At least three supermarket chains and shopping malls have plans to stop giving away plastic bags by offering extra membership points to customers who bring their own bags. In January, the country’s largest convenience store chain donated its first 25 million baht from its CSR campaign to encourage customers to reduce their plastic consumption.

The campaign paid off, with about 1.5 billion plastic bags, or about 2.6 tonnes of plastic, saved across the country after eight months. The ministry also plans to ban plastic cap seals, OXO-degradable plastic and microbeads. By 2022, four more items — thin plastic bags, styrofoam containers, straws and cups — will also be banned.

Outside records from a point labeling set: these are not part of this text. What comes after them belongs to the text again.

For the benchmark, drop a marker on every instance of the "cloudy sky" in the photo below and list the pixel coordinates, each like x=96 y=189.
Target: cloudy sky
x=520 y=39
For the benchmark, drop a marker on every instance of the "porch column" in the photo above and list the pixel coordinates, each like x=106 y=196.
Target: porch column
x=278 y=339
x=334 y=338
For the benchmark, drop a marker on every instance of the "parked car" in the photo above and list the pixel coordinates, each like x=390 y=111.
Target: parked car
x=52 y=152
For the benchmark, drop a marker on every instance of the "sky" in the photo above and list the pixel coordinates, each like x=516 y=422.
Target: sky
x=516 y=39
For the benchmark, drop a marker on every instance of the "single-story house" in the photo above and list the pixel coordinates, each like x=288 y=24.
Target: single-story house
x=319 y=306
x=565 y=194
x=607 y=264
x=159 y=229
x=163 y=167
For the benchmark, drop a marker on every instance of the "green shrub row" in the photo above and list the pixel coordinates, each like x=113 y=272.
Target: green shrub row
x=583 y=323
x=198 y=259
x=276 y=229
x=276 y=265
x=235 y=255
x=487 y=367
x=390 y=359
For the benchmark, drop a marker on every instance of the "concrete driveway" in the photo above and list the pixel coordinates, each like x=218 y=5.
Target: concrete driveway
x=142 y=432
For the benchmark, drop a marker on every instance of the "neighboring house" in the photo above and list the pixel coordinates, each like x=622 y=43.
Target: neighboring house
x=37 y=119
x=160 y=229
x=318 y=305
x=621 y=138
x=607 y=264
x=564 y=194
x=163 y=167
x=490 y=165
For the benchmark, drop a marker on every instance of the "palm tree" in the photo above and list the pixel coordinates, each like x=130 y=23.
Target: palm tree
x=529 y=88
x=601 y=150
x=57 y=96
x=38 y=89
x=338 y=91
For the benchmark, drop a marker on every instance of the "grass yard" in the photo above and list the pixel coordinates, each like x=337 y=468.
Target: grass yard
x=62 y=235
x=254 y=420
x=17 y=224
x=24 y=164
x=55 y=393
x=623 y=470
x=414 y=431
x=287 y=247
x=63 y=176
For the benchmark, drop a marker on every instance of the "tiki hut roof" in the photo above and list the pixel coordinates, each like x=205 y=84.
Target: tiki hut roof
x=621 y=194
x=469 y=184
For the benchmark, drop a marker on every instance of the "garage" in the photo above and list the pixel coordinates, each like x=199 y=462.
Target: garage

Paradorn Chulajata, chairperson of the Plastic Industry Club, the Federation of Thai Industries, agrees that complete bans aren’t a sustainable solution and also advocates, like Ms Getthip, reducing use and providing more environmentally friendly options to customers. Public education is also important so people know they can recycle plastic waste rather than disposing of it along with their other rubbish, he adds.

According to Mr Paradorn, of the 4 million tonnes of plastic waste produced in Thailand each year, 1.9 million tonnes are single-use plastic items such as bags and straws. Only about 400,000 tonnes are recycled and 1.5 million tonnes go to landfills. About 30,000 tonnes are left out of the waste management system while about 10,000-30,000 tonnes is washed into the ocean.

The club has been trying to convince the government that, with advanced technology, used water bottles can be recycled into food-grade water bottles.

“This way, plastic will never be the culprit, but over-consumption will be,” said Mr Paradorn.

Sirinya Wattanasukchai is a columnist, Bangkok Post.